Sometimes, when I am anxious about something happening in my life, I can feel completely debilitated. Crying is OK. Yelling at my kids for no reason isn't. So, when I realized my son was watching me, I decided I needed to work just a little bit harder to show him that Mommy is OK.
So I've tried a few new strategies to help me lower my anxiety and prevent breakdowns, especially during this time of spending longer periods at home. For starters, I try to determine what is causing the breakdown. If it's because of work, then I give myself a break. I began turning off my phone and watch notifications when I'm with my kids, so I will be present when I'm with them. This has led to increased engagement with them, whether we're coloring or watching Sesame Street.
Or if a particular assignment is getting me down (or, OK, the deadline is coming up soon because I probably procrastinated again), then I figure out a way to get a break. I go to my office alone when my husband gets off work so I can focus on writing. Reading a good book or crying in peace are options as well.
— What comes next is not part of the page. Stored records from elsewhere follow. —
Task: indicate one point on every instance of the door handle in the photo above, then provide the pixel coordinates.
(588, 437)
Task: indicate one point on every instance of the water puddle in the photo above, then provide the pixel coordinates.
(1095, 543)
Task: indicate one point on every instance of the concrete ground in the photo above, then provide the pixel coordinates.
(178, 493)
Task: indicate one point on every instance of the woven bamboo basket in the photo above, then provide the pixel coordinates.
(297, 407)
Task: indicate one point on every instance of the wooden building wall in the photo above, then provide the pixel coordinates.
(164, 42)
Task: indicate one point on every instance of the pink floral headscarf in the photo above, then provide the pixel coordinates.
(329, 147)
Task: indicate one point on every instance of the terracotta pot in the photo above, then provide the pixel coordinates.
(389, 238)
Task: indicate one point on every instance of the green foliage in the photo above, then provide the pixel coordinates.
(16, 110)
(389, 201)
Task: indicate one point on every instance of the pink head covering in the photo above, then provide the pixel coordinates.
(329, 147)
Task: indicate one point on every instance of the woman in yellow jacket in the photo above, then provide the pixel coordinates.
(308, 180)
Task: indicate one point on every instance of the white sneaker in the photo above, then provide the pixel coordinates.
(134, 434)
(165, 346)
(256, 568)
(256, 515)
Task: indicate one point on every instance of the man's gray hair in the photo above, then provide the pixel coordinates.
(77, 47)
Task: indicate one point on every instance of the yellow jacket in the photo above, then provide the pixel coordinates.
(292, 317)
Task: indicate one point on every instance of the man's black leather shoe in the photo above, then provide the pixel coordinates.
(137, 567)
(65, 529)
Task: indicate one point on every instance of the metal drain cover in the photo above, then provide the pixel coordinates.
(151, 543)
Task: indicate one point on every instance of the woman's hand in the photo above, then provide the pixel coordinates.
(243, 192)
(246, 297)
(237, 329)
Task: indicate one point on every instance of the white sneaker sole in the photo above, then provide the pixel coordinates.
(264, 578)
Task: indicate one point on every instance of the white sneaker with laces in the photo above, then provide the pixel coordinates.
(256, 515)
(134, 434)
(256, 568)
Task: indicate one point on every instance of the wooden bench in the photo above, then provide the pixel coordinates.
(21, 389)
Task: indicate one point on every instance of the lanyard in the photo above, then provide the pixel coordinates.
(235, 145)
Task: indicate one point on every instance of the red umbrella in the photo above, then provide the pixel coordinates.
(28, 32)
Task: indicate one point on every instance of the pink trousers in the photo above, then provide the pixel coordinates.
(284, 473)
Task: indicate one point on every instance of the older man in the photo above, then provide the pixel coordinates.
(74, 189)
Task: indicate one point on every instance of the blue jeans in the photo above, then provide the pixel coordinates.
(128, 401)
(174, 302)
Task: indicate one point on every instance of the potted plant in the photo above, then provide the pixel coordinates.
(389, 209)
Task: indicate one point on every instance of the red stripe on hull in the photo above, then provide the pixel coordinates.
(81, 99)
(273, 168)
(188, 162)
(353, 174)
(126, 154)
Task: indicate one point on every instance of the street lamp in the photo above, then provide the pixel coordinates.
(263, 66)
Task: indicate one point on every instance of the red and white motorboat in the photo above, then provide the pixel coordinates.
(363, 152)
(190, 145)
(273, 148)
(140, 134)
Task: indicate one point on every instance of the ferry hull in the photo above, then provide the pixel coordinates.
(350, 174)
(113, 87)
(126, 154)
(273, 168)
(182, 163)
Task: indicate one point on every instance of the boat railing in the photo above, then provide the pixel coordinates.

Other preventative techniques include prioritizing my workouts and cleaning the house, which, not surprisingly, the kids love helping me with. Just turn on good music and make loading the dishwasher or getting in my cardio a game. If that doesn't work, then I set aside 15 to 30 minutes after they go to bed to clean up or fit in a workout video.
Finally, I found that it helps to just talk to my kids about how I'm feeling. I'll say something like, "Mommy is sad; do you remember a time when you felt sad? What did you do to make you feel better? What should Mommy do to cheer up?" Their positive attitudes and compassionate questions (and tight hugs) always make me feel so much better.
I'm hoping that by talking about my anxiety and taking steps to manage it, my sons will learn how to embrace and take control of their feelings as well. It also makes me feel more empowered knowing I am setting an example for my kids and that I have the power to make myself feel better. For now, I'm going to cuddle close with my babies, lean on my husband for support, and keep drinking coffee - it really does help!